I was looking at intellect and then I realized I already hold accelya at the same mcap and that’s a vastly superior business that’s quite undervalued simply because they have had 18 months of stagnant growth.

since you are from IT industry, can you find out about the general outlook for aviation vertical and about accelya’s solutions - for the same mcap, you are getting a business that generates 4 % dividend yield, has ROE of 8 0 % + and pays out 85% back as dividend.

I believe that the following two aspects will inhibit a continuous and significant growth of Accelya Kale in the long term .

  1. Nature of industry segment - civil aviation is known for a not so good performance even you look at it world over for past 50 - 60 years not withstanding that the scale of operations have grown enormously .
  2. The size of market for ticketing and related services in civil aviation is limited .
    As against this , Banking Software Products offers a relatively bigger market in an expanding and profitable industry .Due to this I forsee a great future for IDA.
    Request Mt Rishi Kale to react .I know thaboth the companies are under his radar .
    Note . I have no investment in Accelya Kale .I have significant investment in IDA .
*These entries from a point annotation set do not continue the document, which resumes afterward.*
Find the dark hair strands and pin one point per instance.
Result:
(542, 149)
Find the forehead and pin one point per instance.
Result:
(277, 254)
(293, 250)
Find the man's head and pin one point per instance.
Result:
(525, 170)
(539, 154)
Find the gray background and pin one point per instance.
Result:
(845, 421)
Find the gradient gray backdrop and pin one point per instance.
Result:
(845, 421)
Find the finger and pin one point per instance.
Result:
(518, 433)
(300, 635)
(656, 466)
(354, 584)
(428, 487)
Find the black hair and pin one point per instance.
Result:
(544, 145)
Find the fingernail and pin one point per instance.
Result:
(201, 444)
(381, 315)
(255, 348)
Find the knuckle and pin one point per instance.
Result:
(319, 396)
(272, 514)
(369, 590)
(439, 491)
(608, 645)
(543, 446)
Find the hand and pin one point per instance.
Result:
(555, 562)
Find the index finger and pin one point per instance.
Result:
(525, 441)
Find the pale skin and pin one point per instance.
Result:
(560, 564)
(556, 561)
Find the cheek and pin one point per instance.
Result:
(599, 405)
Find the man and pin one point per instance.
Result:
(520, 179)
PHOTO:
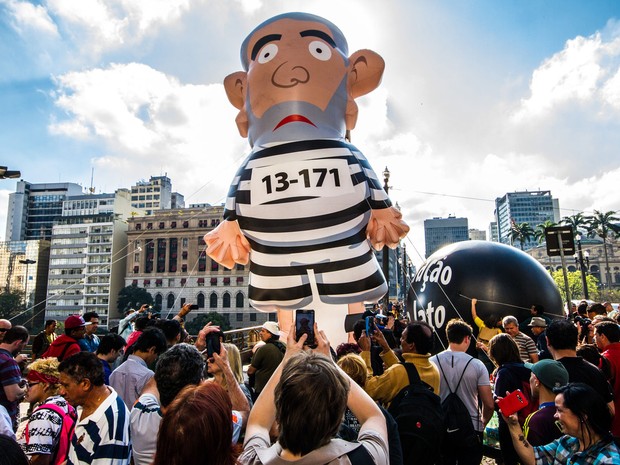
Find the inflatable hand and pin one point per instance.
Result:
(227, 245)
(386, 227)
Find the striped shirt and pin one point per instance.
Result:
(102, 438)
(304, 207)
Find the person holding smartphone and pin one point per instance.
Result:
(310, 394)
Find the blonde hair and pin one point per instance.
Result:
(47, 366)
(354, 366)
(234, 360)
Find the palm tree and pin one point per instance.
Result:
(575, 221)
(603, 225)
(522, 232)
(539, 233)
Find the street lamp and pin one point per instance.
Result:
(386, 250)
(582, 267)
(27, 262)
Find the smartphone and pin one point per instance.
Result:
(213, 344)
(304, 324)
(513, 402)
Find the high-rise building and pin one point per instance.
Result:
(23, 267)
(33, 208)
(533, 208)
(155, 194)
(88, 255)
(167, 258)
(443, 231)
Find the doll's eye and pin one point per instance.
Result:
(267, 53)
(320, 50)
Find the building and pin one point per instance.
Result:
(533, 208)
(477, 235)
(443, 231)
(493, 237)
(168, 259)
(33, 208)
(155, 194)
(88, 256)
(23, 267)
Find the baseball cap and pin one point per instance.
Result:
(538, 322)
(272, 327)
(550, 372)
(75, 321)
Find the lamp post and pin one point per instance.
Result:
(582, 268)
(27, 262)
(386, 250)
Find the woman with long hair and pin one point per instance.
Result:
(585, 420)
(197, 428)
(510, 375)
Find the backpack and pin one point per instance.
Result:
(59, 456)
(418, 413)
(460, 431)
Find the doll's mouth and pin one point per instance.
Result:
(293, 119)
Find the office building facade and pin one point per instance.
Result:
(88, 255)
(439, 232)
(533, 208)
(33, 208)
(168, 260)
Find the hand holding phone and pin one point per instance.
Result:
(512, 403)
(304, 324)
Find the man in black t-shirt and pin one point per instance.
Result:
(562, 342)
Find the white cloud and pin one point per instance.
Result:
(145, 118)
(585, 71)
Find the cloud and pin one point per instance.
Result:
(145, 118)
(585, 71)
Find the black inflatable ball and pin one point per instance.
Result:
(505, 280)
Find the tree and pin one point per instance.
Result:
(197, 323)
(575, 221)
(539, 234)
(575, 285)
(11, 303)
(133, 297)
(603, 225)
(521, 232)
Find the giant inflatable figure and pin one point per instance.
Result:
(305, 206)
(505, 280)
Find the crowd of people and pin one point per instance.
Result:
(149, 394)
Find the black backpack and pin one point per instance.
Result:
(460, 431)
(418, 413)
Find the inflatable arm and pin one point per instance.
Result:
(227, 245)
(386, 227)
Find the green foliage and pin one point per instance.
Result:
(197, 323)
(575, 285)
(11, 303)
(521, 232)
(133, 297)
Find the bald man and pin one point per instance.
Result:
(304, 201)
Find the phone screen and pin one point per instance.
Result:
(304, 324)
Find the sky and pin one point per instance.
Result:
(478, 98)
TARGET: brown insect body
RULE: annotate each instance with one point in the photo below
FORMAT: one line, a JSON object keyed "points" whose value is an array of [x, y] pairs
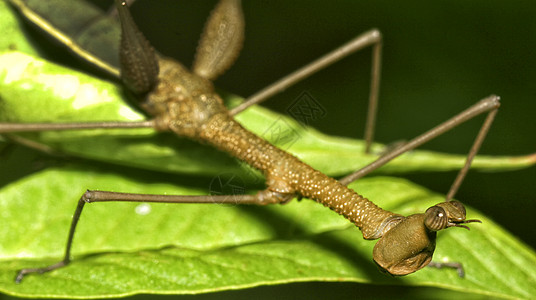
{"points": [[186, 104]]}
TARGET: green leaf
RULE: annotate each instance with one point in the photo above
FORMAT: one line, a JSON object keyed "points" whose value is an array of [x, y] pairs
{"points": [[514, 256], [123, 248]]}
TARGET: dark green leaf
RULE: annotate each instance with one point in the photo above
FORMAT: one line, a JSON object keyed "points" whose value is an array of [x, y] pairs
{"points": [[124, 248]]}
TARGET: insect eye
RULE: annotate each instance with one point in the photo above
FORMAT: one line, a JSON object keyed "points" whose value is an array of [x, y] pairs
{"points": [[435, 218], [459, 207]]}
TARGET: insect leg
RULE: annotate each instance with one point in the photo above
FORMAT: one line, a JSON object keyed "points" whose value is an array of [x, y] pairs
{"points": [[261, 198], [370, 38], [489, 104]]}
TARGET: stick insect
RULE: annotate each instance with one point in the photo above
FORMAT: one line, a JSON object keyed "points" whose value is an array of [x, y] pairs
{"points": [[185, 103]]}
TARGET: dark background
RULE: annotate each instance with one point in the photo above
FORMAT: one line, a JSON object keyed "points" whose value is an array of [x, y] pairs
{"points": [[439, 58]]}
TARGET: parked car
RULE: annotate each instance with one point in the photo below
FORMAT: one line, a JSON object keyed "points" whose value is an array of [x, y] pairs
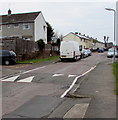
{"points": [[84, 53], [111, 52], [89, 52], [7, 57], [100, 50], [69, 50]]}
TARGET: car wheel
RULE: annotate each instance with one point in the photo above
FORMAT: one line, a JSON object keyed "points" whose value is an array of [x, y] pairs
{"points": [[7, 62]]}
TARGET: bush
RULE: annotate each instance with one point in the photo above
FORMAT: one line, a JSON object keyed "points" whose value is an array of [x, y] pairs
{"points": [[41, 44]]}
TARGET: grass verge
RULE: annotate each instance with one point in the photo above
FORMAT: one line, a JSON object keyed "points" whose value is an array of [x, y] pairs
{"points": [[38, 60], [115, 72]]}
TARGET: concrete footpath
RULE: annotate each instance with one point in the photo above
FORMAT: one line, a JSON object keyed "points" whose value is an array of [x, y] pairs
{"points": [[100, 85]]}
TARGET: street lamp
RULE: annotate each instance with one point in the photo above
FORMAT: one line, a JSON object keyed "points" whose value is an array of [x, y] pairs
{"points": [[110, 9]]}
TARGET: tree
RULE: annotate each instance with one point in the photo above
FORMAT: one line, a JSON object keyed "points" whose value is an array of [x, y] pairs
{"points": [[50, 32], [41, 44]]}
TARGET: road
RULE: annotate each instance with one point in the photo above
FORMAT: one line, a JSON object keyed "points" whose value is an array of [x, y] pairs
{"points": [[40, 90]]}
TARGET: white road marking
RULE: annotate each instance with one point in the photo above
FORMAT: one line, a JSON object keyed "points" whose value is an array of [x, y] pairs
{"points": [[11, 79], [72, 75], [75, 80], [29, 79], [33, 70], [77, 111], [55, 75]]}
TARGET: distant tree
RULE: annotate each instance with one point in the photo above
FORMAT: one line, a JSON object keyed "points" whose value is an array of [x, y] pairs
{"points": [[50, 32], [41, 44]]}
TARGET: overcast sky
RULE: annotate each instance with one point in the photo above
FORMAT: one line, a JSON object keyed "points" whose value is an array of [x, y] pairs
{"points": [[88, 18]]}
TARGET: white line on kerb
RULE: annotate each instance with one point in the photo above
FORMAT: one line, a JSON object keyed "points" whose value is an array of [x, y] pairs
{"points": [[33, 69], [23, 72], [75, 80]]}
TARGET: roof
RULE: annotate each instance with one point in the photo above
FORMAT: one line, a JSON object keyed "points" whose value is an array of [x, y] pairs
{"points": [[19, 18], [80, 36]]}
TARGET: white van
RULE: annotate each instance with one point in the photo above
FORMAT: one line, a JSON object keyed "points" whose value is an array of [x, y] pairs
{"points": [[69, 50]]}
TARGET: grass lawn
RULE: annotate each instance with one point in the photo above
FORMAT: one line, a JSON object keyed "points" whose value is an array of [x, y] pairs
{"points": [[115, 72], [38, 60]]}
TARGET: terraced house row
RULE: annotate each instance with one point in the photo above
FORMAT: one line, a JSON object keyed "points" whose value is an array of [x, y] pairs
{"points": [[84, 41]]}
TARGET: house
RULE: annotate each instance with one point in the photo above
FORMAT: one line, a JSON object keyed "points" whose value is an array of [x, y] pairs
{"points": [[28, 26], [83, 41]]}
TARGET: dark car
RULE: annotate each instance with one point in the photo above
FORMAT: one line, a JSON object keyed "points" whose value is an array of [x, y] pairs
{"points": [[7, 57]]}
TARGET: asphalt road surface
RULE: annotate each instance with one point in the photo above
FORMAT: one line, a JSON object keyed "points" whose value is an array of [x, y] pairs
{"points": [[41, 90]]}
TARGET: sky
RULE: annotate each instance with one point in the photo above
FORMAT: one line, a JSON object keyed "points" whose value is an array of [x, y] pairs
{"points": [[85, 17]]}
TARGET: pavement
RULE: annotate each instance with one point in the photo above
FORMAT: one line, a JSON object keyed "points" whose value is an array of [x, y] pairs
{"points": [[98, 85]]}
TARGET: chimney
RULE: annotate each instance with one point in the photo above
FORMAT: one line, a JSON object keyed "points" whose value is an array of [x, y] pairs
{"points": [[9, 12]]}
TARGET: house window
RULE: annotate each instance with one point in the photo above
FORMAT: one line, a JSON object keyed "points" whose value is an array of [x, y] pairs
{"points": [[16, 25], [26, 26]]}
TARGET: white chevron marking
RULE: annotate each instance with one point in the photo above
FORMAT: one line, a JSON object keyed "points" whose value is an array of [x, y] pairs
{"points": [[11, 79], [29, 79]]}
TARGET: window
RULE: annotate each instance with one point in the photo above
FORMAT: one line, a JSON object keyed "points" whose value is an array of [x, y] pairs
{"points": [[26, 26], [16, 25]]}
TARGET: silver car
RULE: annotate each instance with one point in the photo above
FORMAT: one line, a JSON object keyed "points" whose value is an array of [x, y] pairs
{"points": [[112, 52]]}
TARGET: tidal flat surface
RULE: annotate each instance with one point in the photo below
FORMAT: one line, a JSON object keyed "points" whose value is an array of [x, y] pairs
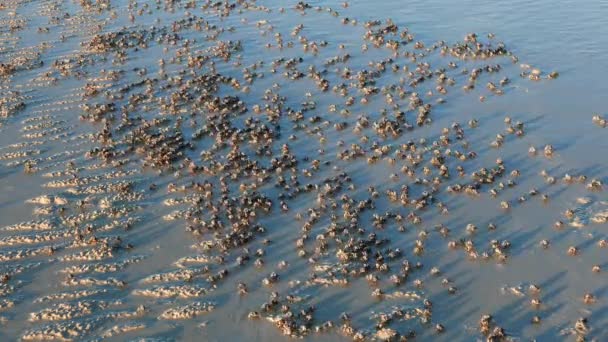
{"points": [[274, 170]]}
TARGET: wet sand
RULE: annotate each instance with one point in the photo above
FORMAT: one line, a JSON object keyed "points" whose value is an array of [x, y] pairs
{"points": [[128, 183]]}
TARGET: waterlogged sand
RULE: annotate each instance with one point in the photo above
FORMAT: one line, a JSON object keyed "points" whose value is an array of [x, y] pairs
{"points": [[272, 170]]}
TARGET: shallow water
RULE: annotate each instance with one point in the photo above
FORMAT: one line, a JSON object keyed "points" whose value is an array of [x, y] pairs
{"points": [[568, 37]]}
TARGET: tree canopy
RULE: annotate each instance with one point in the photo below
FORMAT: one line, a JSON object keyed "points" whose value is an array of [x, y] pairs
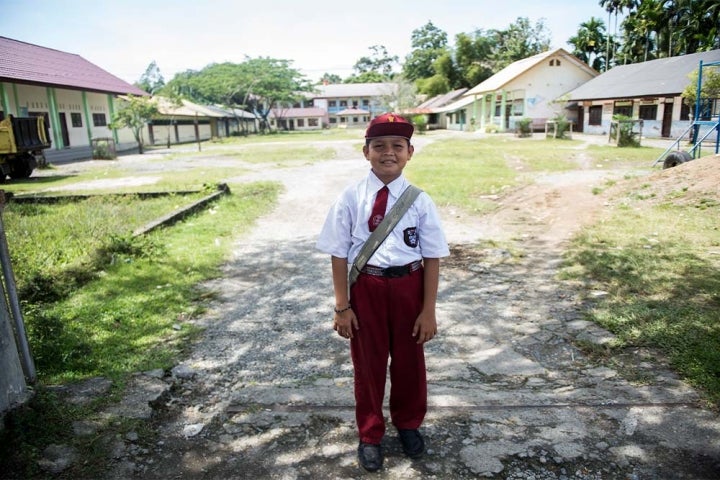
{"points": [[135, 112], [650, 29], [258, 85]]}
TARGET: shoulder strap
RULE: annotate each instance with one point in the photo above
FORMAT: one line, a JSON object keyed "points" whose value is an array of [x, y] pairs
{"points": [[382, 231]]}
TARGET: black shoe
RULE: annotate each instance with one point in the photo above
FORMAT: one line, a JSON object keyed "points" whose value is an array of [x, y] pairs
{"points": [[412, 442], [370, 456]]}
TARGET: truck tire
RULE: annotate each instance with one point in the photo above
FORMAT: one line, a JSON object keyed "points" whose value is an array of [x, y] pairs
{"points": [[22, 167], [673, 159]]}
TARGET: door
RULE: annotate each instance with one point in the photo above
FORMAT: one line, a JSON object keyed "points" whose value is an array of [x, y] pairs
{"points": [[581, 119], [63, 130], [667, 120]]}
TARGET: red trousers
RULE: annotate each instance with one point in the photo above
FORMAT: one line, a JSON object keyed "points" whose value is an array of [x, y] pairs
{"points": [[386, 309]]}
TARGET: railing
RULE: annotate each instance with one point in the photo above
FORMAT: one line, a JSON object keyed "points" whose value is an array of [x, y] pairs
{"points": [[695, 150]]}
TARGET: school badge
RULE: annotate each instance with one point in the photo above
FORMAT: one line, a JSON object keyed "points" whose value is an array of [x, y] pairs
{"points": [[410, 237]]}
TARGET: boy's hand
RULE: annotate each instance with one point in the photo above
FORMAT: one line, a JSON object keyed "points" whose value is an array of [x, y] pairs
{"points": [[345, 322], [425, 327]]}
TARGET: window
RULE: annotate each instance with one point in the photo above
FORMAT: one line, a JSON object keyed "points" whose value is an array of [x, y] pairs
{"points": [[648, 112], [518, 107], [685, 111], [99, 120], [76, 119], [623, 108]]}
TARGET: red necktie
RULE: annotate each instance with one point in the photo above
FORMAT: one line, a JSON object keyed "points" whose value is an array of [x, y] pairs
{"points": [[379, 207]]}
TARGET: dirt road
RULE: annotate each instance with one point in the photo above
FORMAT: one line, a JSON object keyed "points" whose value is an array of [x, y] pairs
{"points": [[267, 391]]}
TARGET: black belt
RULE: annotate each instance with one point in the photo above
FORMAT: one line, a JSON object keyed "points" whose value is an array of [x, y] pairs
{"points": [[392, 272]]}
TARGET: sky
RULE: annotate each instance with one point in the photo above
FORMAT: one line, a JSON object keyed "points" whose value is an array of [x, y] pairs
{"points": [[124, 36]]}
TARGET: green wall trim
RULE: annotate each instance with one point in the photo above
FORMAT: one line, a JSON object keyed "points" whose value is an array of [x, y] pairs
{"points": [[17, 100], [5, 99], [111, 110], [55, 119], [88, 118]]}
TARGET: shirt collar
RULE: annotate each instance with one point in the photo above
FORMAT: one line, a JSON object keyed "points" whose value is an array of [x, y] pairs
{"points": [[396, 187]]}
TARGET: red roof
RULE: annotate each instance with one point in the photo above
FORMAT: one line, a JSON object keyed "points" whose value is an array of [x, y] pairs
{"points": [[22, 62]]}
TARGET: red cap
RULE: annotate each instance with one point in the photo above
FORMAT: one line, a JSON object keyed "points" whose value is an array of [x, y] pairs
{"points": [[389, 124]]}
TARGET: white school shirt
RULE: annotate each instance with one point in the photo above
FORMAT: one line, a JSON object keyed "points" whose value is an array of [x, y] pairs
{"points": [[418, 234]]}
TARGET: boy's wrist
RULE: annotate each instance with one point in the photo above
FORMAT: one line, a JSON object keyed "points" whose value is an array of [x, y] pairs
{"points": [[342, 309]]}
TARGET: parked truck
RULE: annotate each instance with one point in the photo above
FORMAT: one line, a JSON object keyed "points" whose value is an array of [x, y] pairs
{"points": [[22, 141]]}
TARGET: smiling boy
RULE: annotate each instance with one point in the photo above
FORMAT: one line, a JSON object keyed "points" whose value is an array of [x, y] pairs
{"points": [[389, 312]]}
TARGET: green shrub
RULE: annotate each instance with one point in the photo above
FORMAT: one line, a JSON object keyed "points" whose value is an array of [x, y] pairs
{"points": [[524, 127], [562, 126], [628, 137], [420, 123]]}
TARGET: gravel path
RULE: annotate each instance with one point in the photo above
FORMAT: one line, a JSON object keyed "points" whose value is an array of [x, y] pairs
{"points": [[267, 391]]}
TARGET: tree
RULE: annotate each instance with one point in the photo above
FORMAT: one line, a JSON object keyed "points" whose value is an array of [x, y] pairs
{"points": [[366, 77], [520, 40], [588, 43], [273, 84], [473, 58], [330, 78], [659, 28], [135, 113], [258, 84], [379, 62], [428, 43], [152, 80]]}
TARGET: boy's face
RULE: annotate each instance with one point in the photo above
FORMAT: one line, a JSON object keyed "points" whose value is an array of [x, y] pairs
{"points": [[388, 156]]}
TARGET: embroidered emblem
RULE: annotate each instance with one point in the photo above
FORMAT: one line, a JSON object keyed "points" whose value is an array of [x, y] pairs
{"points": [[410, 237], [375, 220]]}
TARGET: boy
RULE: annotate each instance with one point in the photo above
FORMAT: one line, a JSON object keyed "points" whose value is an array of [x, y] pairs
{"points": [[391, 312]]}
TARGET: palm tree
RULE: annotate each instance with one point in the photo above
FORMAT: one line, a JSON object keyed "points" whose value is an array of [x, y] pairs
{"points": [[615, 7], [588, 43]]}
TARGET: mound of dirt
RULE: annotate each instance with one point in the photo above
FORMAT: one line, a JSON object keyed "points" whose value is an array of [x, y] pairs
{"points": [[687, 183]]}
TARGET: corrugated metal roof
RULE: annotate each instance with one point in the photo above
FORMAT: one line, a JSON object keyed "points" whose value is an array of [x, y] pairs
{"points": [[664, 76], [298, 112], [27, 63], [441, 100], [515, 69], [462, 102], [344, 90]]}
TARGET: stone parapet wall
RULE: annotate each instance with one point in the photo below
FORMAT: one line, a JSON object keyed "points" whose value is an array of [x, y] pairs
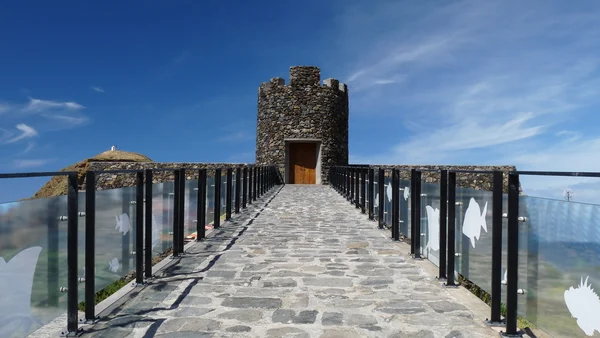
{"points": [[119, 180], [304, 109], [483, 181]]}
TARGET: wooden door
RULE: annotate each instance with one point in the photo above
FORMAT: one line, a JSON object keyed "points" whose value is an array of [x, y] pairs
{"points": [[303, 163]]}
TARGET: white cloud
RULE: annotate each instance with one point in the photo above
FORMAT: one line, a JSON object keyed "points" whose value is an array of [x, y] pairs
{"points": [[26, 132], [67, 121], [37, 105], [30, 163], [481, 82]]}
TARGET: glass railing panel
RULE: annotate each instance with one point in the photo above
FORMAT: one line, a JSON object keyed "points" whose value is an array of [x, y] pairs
{"points": [[223, 194], [387, 201], [474, 236], [191, 208], [232, 197], [210, 200], [430, 222], [33, 247], [115, 237], [560, 266], [162, 217], [405, 208], [376, 194]]}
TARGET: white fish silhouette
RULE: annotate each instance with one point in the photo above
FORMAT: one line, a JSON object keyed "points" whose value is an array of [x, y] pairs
{"points": [[123, 223], [113, 265], [433, 228], [474, 221], [584, 304], [157, 228], [16, 282]]}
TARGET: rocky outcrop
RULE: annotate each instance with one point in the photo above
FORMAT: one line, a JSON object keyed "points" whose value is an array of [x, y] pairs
{"points": [[118, 180]]}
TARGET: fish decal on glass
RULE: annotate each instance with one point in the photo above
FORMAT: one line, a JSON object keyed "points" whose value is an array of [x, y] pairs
{"points": [[433, 228], [123, 223], [16, 283], [584, 304], [157, 228], [474, 221], [114, 265]]}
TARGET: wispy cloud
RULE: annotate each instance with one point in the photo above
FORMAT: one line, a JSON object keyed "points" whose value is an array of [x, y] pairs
{"points": [[67, 121], [26, 132], [30, 163], [37, 105], [235, 136], [480, 82]]}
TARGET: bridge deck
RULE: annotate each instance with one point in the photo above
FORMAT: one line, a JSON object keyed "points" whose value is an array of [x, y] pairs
{"points": [[306, 264]]}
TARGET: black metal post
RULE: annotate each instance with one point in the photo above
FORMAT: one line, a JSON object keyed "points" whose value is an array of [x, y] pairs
{"points": [[166, 198], [413, 218], [228, 187], [238, 187], [357, 188], [404, 219], [348, 183], [72, 275], [381, 188], [260, 181], [201, 214], [139, 228], [255, 183], [263, 184], [148, 225], [363, 192], [418, 218], [371, 193], [443, 221], [512, 254], [90, 245], [217, 203], [182, 211], [245, 187], [497, 248], [53, 250], [126, 238], [451, 227], [250, 182], [395, 204], [176, 202]]}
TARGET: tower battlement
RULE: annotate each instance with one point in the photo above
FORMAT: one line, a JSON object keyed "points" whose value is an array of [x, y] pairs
{"points": [[302, 77]]}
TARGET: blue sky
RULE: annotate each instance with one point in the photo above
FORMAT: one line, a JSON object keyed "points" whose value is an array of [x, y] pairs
{"points": [[435, 82]]}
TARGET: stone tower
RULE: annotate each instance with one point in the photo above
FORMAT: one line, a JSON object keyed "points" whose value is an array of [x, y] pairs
{"points": [[302, 127]]}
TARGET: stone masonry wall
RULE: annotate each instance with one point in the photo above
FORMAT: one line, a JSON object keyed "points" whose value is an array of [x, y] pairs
{"points": [[118, 180], [463, 180], [303, 110]]}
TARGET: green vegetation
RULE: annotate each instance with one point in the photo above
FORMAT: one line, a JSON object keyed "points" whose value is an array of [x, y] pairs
{"points": [[109, 290]]}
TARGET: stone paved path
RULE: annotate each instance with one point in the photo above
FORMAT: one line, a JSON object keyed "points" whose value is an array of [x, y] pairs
{"points": [[307, 265]]}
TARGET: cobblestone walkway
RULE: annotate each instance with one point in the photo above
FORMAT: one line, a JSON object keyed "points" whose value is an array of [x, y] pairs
{"points": [[307, 264]]}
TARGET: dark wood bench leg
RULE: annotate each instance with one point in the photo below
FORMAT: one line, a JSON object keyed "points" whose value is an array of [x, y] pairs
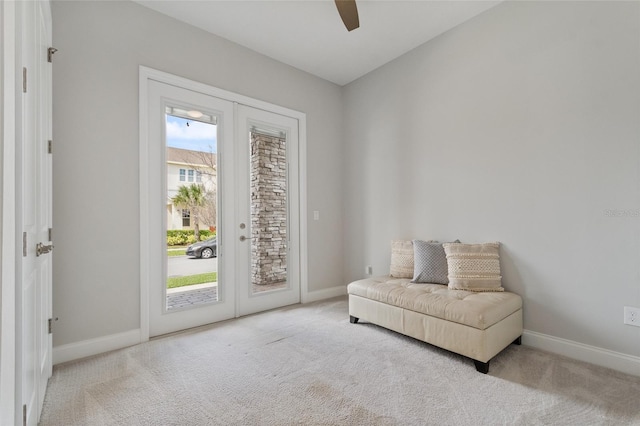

There is some new item in today’s ET print that Mr. Jain is planning to sell his stake in Polaris consulting business, the services side, as he is planning to focus more on the product business.

Agree on the aviation market but then competition in BFSI is much higher. Tough to say - I could argue for the tail winds in civil aviation now - lots of traffic, low crude oil prices and cross border trade is highest.

I would consider that the intention of Me Jain to plan for sale of his stake in Polaris- if found to be true- is a big positive for IDA . Such sale of his stake would reflect the confidence of the promotor in the potential success of the product business of IDA .

Coupled with the stake sale of Polaris , Mr Jain is reported to have added further shares of IDA to his existing holding of ~37% .His recent statement is more specific about the growth prospects of IDA ,30% for next one year or so .

Well the big shark Rakesh jhunjhunwala has doubled his stake here. That explains the run up of almost 70 percent in a fortnight.

Using the discounting method I presently value IDA at 209. This is using a 24 percent growth rate for the first three years.

@hrishikesh

RJ was holding 3.74% stake ( if i am not wrong ), so you mean to say he has doubled to ~7%.